The pivotal issue this appeal presents is the extent of the authority of the Public Utilities Commission to limit new issues sought to be developed in an R. C. 4909.19 rate determination hearing by a party, including Consumers’ Counsel,1 intervening solely by entry of appearance at the commencement of the hearing and without having previously raised such issues by pre-filed objections to the application or the staff report, by a petition seeking leave to intervene as a party, or by pre-filing the written testimony of the party’s expert witnesses.2
Appellant, Consumers’ Counsel, in his proposition of law, urges this court to, in effect, allow any party, or number of parties, intervening solely by entry of appearance in a rate determination hearing being conducted pursuant to R. C. 4909.19 and subject only to limitations of relevancy and materiality, to both cross-examine the witnesses of other parties and produce evidence (1) upon any matter appearing in the rate application filed pursuant to R. C. 4909.18 or in the staff report and (2) as to any matter raised during the hearing, upon which the commission may reasonably rely in its determination of rates.3 Because *224such proposition is unsupported by the statutory scheme adopted by the General Assembly for utility rate adjudication in Ohio and because it would also negate the inherent and statutory authority of the commission to regulate its proceedings, the proposition of law is rejected.

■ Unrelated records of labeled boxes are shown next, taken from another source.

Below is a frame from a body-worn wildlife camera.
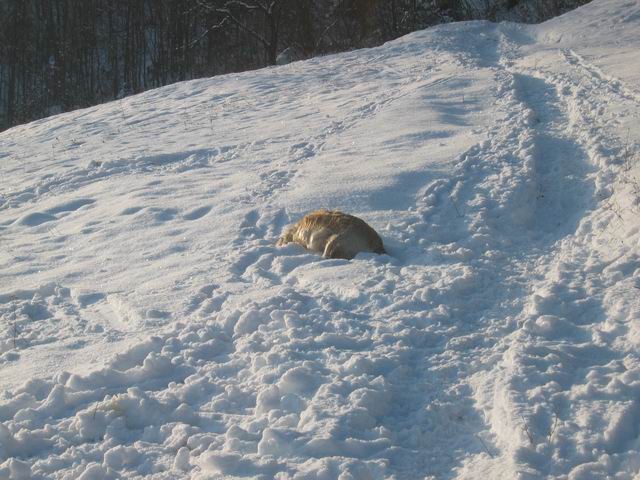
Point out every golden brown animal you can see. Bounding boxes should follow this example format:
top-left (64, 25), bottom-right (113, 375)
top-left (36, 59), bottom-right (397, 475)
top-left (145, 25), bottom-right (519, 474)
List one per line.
top-left (278, 210), bottom-right (386, 260)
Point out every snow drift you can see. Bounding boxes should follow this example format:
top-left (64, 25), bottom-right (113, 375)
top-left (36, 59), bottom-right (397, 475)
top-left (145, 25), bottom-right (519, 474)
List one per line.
top-left (0, 0), bottom-right (640, 480)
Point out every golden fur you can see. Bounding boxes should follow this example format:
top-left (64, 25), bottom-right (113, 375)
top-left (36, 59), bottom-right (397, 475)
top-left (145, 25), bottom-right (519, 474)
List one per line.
top-left (278, 210), bottom-right (386, 260)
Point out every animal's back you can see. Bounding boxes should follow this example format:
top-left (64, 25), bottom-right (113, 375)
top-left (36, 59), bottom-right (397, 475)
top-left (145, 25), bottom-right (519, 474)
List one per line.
top-left (278, 210), bottom-right (386, 259)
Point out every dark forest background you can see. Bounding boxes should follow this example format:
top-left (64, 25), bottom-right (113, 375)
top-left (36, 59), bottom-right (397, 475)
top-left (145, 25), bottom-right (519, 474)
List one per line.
top-left (0, 0), bottom-right (587, 130)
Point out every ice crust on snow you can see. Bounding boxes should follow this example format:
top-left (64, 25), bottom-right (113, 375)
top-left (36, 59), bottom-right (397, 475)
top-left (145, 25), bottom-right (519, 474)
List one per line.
top-left (0, 0), bottom-right (640, 480)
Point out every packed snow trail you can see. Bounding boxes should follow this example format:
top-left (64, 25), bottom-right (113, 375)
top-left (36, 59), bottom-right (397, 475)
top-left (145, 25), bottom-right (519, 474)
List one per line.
top-left (0, 0), bottom-right (640, 480)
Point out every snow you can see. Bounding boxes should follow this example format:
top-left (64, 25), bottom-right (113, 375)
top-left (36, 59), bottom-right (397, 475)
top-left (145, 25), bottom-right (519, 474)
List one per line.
top-left (0, 0), bottom-right (640, 480)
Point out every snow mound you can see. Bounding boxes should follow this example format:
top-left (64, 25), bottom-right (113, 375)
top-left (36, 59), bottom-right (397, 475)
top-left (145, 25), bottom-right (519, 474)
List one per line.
top-left (0, 0), bottom-right (640, 480)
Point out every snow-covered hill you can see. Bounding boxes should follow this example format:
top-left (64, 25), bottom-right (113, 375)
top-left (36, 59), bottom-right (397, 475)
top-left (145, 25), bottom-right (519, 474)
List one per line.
top-left (0, 0), bottom-right (640, 480)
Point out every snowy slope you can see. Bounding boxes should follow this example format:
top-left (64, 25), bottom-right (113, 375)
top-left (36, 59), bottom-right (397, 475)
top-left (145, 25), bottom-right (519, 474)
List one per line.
top-left (0, 0), bottom-right (640, 480)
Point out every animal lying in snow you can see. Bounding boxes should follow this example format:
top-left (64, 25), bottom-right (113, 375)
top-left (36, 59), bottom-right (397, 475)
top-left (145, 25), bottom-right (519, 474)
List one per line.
top-left (278, 210), bottom-right (386, 260)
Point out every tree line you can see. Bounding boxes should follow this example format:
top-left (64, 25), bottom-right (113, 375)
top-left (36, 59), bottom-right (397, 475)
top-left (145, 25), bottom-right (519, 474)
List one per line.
top-left (0, 0), bottom-right (586, 130)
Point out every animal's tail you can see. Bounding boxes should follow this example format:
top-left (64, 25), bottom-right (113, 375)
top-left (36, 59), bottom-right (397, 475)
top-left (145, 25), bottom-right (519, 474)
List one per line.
top-left (276, 226), bottom-right (295, 246)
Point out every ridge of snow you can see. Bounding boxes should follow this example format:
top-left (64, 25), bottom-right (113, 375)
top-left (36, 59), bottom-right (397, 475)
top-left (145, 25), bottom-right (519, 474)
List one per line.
top-left (0, 0), bottom-right (640, 480)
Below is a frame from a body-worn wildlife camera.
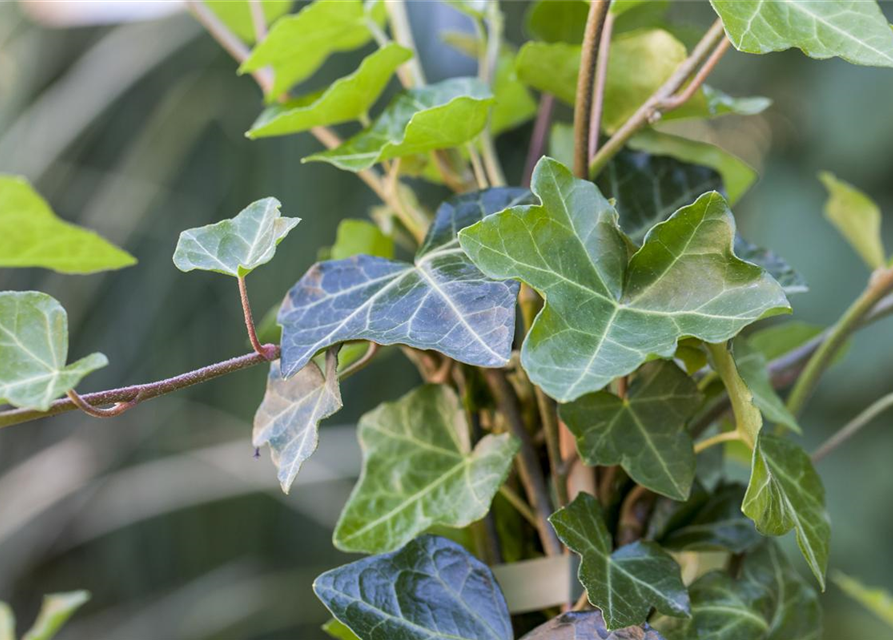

Appellant’s principal argument is that R. C. 4909.19 statutorily delineates the issues at a rate determination hearing, wherein it provides:
“If objections are filed with the commission within thirty days after the filing of such report, the application shall be promptly set down for hearing of testimony before the commission or be forthwith referred to an attorney examiner designated by the commission to take all the testimony with respect to the application and objections which may be offered by any interested party” (Emphasis added.)
Thus, it is argued that, contrary to the interpretation adopted by the commission that the objections formulate the hearing issues, the General Assembly has mandated the commission must hear all testimony offered at the hearing by a party upon any issue the party desires to raise respecting the application or staff report. While, admittedly, the statute is not definitive as to those issues to which evidence is properly confined in a rate determination hearing, proper interpretation of such statute, in light of the realities of rate adjudication, compels a conclusion contrary to that reached by the appellant.
Utility rate determination by the commission is a necessarily complex proceeding by reason of the statutory and judicial mandates as to the scope of the matters that *225must be considered4 and the sources of the information available to the commission from which it must make its rate determination. Thus, R. C. 4909.18 provides form and content requirements of the application for a rate modification, including exhibits,5 which are necessarily voluminous. Likewise, the commission staff report of investigation “of the facts set forth in said application and the exhibits attached thereto, and of the matters connected therewith,” required by R. C. 4909.19, results in a voluminous document. It is readily apparent that numerous areas of potential disagreement by a given party may exist as to the myriad matters in the application, the staff report, or both.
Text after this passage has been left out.